Aufgrund seiner α2-adrenergen Wirkung senkt Dexmedetomidin die Herzfrequenz und die Körpertemperatur.
Bei einigen Hunden und Katzen kann die Atemfrequenz abnehmen. In seltenen Fällen wurden Lungenödeme beobachtet. Der Blutdruck steigt zunächst an und fällt dann auf normale bis subnormale Werte.
Aufgrund der peripheren Vasokonstriktion und der ungesätigten venösen Durchblutung können sich bei einem Tier mit normaler arterieller Sauerstoff­versorgung die Schleimhäute blass und/oder bläulich verfärben.
5-10 Minuten nach der Injektion kann Erbrechen auftreten. Einige Hunde und Katzen erbrechen möglicherweise auch beim Aufwachen.
Während der Sedierung kann es zu Muskelzittern kommen.
Bei Katzen kann während der Sedation eine Hornhauttrübung auftreten. Die Augen sollten daher mit einer geeigneten Salbe geschützt werden.

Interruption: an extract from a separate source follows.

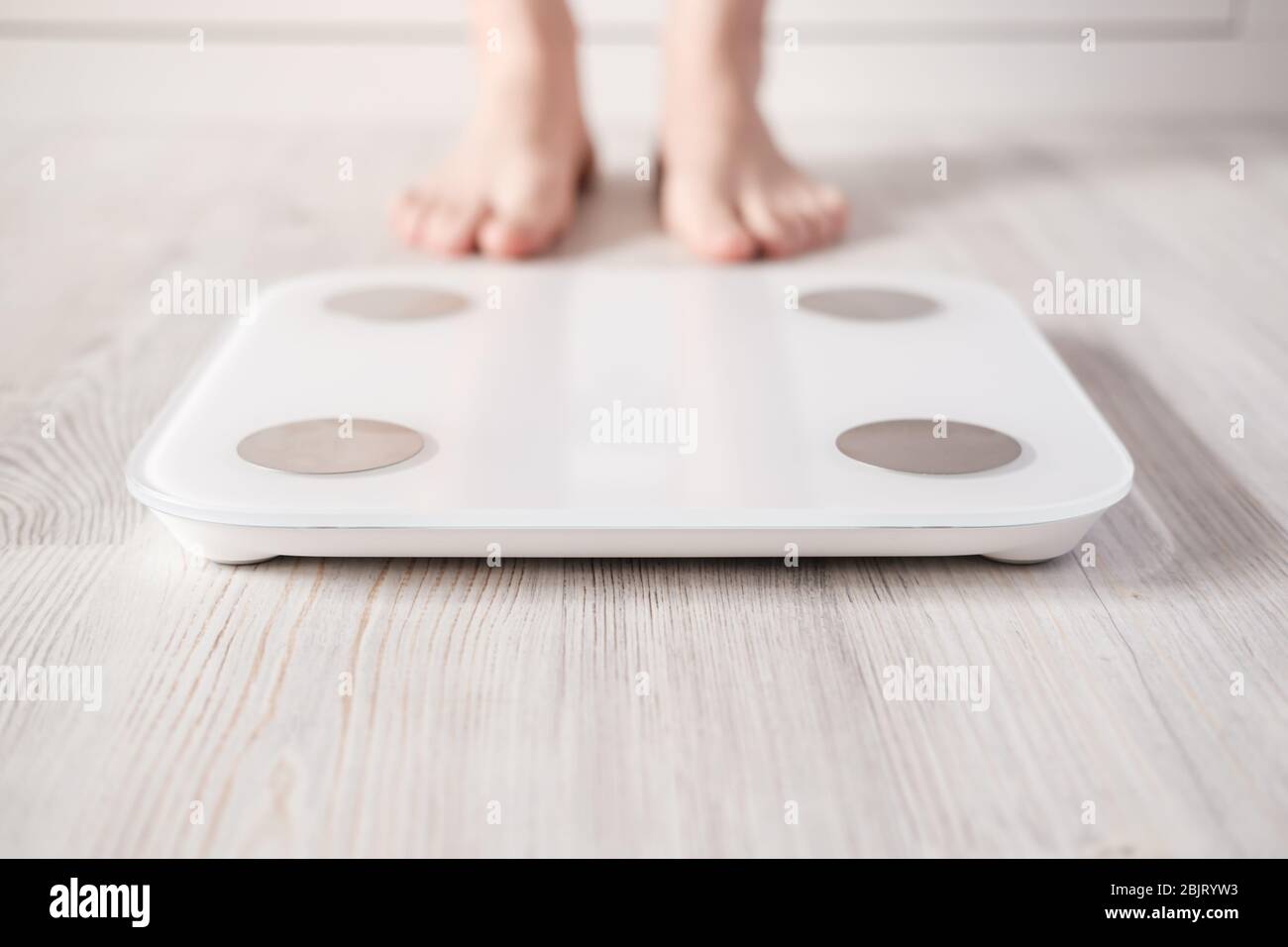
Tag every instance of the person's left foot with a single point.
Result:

Wenn Dexmedetomidin und Ketamin nacheinander in einem Abstand von 10 Minuten angewendet werden, können bei Katzen gelegentlich AV-Blocks oder Extrasystolen auftreten. Bei der Atmung sind Bradypnoe, intermittierender Atemrhythmus, Hypoventilation und Apnoe zu erwarten. In klinischen Studien trat häufig Hypoxämie auf, vor allem in den ersten 15 Minuten der Dexmedetomidin-Ketamin-Narkose. Danach wurden Erbrechen, Hypothermie und Nervosität beobachtet.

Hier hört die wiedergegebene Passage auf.